Why on earth would we want to do this in physics? First, observe that for rotations in the plane there is only one point, the marked reference. All classical symmetries, in any dimension, correspond to categories with only one point. In the quantum world, however, we secretly play with categories with more than one point. For example, an atom emits light only at certain frequencies determined by state transitions for its electrons. A transition may be pictured as an arrow between states. Two consecutive transitions combine to give a photon of frequency equal to the sum of its component transitions. This looks similar to the planar rotations, except that each state now gives a point in the category.
Another category associated to quantum physics takes points to be spaces of states. This category has a logical aspect, similar to the category of sets but also with glaring differences. Whereas elements of sets obey the rule that they either exist or do not exist, quantum matter only takes on this feature when it is observed. The logic of quantum mechanics is built from operators (projections) that take a space of states and pick out a specific choice of state. Such an operator, as an arrow in the quantum category, has the feature that doing it twice is the same as doing it once, because once a state is chosen the second arrow will just select the state again. This type of operation appears in many places in mathematics. In category theory, a map that selects the point at the start of an arrow is such an operator, because after the point is selected the second iteration of the map just reselects the point, which is viewed as an arrow from the point to itself that does nothing. Category theory is unique in the way it combines algebra, geometry and logic.
But the important feature of a quantum particle that is really not understood is its mass. To derive mass numbers correctly would require some knowledge about Quantum Gravity, the theory of quantized mass. Only the photon has zero mass and travels at the local speed of light relative to observers made of massive particles. In the late 1960s, Sir Roger Penrose considered spacetime events as collections of light rays incident on a point from the celestial sphere. Mathematically, this amounts to thinking of the sphere as a category of sets of light rays, with its own non-classical logic. This is still a one dimensional category. Categories in higher dimensions, with higher dimensional arrows, are currently been investigated as a language for gravity.

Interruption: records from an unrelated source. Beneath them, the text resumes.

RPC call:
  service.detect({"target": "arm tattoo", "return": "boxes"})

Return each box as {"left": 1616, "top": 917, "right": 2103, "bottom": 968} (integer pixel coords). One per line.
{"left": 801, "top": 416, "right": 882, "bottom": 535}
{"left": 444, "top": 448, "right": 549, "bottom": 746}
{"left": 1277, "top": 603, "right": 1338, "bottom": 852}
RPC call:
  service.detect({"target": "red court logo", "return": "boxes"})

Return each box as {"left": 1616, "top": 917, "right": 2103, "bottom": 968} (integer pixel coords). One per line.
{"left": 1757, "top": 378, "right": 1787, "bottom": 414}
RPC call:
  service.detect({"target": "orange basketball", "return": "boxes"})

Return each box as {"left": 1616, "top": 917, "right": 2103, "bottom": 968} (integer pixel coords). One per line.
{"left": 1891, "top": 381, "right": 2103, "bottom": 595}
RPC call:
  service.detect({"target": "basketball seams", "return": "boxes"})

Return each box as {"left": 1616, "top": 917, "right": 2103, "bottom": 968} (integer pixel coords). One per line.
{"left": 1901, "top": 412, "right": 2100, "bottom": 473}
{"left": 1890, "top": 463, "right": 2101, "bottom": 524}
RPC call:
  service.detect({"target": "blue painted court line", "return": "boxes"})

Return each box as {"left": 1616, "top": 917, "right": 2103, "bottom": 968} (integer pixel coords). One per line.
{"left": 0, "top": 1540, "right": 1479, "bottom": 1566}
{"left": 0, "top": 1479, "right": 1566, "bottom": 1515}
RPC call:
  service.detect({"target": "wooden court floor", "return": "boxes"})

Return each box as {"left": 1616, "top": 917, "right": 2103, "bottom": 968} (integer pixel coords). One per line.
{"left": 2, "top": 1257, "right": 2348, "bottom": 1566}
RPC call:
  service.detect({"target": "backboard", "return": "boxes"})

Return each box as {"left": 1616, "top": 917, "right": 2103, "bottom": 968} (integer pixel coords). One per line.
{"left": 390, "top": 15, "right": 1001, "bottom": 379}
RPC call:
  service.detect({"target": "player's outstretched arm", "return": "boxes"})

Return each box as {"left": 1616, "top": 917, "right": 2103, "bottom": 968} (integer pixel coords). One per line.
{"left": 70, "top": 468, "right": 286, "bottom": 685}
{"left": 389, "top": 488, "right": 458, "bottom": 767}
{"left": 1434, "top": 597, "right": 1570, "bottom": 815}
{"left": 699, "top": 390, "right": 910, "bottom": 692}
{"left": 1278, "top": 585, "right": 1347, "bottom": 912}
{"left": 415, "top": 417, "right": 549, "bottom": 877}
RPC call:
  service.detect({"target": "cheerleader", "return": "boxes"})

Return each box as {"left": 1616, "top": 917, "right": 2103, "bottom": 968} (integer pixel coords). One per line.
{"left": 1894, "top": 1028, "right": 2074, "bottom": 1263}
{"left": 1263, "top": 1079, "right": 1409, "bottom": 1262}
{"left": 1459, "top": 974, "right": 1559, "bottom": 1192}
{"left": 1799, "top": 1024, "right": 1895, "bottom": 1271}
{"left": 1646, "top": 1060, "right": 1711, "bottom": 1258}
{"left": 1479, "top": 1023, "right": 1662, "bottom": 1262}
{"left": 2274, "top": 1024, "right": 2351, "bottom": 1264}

In three dimensions a basic arrow may be replaced by a cube.
We imagine that the cube contains arrows on the faces and one arrow in the interior. An analogue of a projection operator is a map that sends the whole cube to one half of its boundary. Is it possible that particle masses could be derived from the simple algebra associated to such operators? Carl Brannen has been studying projection operator algebras associated to cubes. He has shown that the electron, muon and tau masses are described by a simple three-by-three array of numbers, as are the three neutrino masses. Current work is extending this analysis to baryons and mesons.